Word of the Snowy Owl sightings got me moving since I hadn’t seen one yet this winter. I almost immediately spotted the first owl on the corner of an outbuilding for one of the industrial park businesses. It was pretty distant to get a good close-up shot.
When I saw the owl on the roof of the warehouse, I wondered, why there? What was attraction? Then I drove on and saw the big field outside the fencing that would be perfect for hunting mice and voles, staples of the Snowy Owl diet.
I decided to drive to the other side of the building to get a closer look. I hoped the bird wouldn’t fly off in the time it took to get there. As I drew near, I could see the Snowy was a female, identified as such by the black bar markings. She was a beauty, I thought, as she squinted at me in the bright sunshine.
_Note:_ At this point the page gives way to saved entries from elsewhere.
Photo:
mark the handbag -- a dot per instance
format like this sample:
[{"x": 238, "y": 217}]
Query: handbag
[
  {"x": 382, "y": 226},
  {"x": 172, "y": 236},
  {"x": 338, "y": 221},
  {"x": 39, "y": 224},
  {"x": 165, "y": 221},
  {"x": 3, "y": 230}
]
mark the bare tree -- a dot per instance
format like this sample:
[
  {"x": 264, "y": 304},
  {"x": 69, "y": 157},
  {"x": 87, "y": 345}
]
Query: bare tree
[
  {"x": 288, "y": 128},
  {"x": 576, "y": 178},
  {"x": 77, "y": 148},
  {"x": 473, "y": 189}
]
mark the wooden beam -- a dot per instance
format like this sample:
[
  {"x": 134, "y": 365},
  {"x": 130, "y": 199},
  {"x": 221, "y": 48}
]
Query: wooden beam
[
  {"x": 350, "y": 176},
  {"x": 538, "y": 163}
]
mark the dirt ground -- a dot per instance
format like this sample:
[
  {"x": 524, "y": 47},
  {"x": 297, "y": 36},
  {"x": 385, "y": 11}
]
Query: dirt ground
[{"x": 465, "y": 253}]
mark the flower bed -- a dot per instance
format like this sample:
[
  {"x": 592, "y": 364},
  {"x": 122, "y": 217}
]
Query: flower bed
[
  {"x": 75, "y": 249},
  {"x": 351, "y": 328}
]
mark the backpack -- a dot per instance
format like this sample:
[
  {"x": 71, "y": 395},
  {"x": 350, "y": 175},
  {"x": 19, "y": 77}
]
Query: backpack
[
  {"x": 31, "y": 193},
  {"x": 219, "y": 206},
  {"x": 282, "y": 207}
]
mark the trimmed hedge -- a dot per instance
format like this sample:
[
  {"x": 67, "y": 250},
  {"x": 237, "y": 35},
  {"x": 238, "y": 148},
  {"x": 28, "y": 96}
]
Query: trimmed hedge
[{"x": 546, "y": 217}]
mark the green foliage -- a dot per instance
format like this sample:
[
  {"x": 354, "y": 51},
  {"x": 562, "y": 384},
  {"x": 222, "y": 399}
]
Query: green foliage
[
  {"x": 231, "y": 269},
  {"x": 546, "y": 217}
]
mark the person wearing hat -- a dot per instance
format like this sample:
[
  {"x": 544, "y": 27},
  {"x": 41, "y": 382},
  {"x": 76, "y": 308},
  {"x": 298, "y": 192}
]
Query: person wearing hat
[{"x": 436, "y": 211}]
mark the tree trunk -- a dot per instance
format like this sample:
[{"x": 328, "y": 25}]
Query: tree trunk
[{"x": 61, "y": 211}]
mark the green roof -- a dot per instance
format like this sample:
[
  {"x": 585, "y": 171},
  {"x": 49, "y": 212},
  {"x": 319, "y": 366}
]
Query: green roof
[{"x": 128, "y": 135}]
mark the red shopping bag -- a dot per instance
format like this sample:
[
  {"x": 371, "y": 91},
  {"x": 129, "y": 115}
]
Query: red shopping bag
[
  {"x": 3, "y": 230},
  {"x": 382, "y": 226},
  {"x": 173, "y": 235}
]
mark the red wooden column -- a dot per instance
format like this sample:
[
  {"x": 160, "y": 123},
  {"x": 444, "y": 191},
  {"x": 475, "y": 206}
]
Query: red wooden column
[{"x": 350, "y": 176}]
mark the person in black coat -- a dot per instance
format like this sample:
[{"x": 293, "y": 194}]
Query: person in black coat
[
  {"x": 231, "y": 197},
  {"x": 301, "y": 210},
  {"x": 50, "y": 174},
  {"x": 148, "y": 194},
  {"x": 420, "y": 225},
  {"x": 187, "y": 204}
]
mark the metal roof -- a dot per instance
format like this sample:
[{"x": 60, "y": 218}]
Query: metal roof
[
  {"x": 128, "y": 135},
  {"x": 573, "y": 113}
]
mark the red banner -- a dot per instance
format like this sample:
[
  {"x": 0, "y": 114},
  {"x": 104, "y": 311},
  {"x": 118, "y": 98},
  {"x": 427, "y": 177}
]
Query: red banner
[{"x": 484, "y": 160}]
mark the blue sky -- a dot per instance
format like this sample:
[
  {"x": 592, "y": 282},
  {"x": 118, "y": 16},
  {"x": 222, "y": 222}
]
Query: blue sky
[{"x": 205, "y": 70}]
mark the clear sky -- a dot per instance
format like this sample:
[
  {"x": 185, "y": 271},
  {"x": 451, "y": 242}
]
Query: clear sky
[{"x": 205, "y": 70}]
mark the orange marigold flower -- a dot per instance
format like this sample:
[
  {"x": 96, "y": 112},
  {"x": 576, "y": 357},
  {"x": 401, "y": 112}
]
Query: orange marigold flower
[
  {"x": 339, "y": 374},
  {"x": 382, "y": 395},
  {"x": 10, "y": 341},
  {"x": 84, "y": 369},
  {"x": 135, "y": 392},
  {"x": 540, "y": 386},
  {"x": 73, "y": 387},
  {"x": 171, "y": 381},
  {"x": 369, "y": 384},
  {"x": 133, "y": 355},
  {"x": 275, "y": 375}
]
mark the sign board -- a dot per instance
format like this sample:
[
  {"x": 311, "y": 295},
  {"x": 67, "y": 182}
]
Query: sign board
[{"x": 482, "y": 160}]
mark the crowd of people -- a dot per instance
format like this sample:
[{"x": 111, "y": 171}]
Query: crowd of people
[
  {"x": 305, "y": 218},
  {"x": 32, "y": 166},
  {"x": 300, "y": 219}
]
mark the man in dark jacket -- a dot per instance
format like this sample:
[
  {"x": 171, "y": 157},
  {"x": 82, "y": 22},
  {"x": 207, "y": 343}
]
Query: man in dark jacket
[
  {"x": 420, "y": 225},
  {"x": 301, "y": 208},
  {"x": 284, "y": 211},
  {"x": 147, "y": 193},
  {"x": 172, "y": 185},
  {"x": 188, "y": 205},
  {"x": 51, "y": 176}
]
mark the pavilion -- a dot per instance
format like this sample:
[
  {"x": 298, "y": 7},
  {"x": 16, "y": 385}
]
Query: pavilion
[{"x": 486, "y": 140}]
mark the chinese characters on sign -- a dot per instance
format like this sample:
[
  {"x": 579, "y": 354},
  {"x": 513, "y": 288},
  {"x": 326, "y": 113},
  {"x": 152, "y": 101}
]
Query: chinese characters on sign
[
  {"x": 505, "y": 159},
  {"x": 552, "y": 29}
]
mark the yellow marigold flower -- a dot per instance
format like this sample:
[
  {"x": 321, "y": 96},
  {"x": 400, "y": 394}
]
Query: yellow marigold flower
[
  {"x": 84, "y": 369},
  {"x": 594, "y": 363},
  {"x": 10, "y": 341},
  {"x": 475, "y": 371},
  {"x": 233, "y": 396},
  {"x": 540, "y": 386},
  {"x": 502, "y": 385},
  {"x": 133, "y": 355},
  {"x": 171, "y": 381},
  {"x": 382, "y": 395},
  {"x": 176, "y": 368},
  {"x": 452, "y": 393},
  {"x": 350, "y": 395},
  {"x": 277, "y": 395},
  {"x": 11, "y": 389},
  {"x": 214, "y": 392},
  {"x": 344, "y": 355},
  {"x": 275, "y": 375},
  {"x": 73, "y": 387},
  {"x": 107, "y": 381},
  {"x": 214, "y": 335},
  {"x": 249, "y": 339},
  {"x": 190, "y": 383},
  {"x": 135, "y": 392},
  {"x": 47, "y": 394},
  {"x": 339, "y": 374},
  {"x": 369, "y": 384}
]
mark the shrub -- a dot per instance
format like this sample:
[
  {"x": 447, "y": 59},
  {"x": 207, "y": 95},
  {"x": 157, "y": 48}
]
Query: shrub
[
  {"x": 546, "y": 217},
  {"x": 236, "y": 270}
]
I drove on, hoping to see the second Snowy that had been sighted in the area that day. Fortunately, I saw it almost immediately, its distinctive white shape perched atop a light pole. It stood out against the brilliant blue sky. I can’t tell you how many Snowies I’ve photographed against dull, winter gray skies so the blue sky was a real treat.
I drew closer and could see this Snowy was smaller than the first one. It was beautiful! Mostly pure white with just a few dark markings, the sign that this bird was a male. This was the first time I’d photographed a male Snowy.
I noticed in the bright sunshine, the Snowy had its third, transparent eyelid down to protect its eyes from the bright sunlight. No piercing yellow eyes today!
I took another look at the female. I was able to get closer and it was keen on keeping an eye on me. It didn’t, however, give me a flash of its yellow eye, nor did it take to flight. There’ll be another time though. As always, Snowy Owls are magnificent creatures to see. And to photograph both a female and a male in one outing…well, it doesn't get much better than that.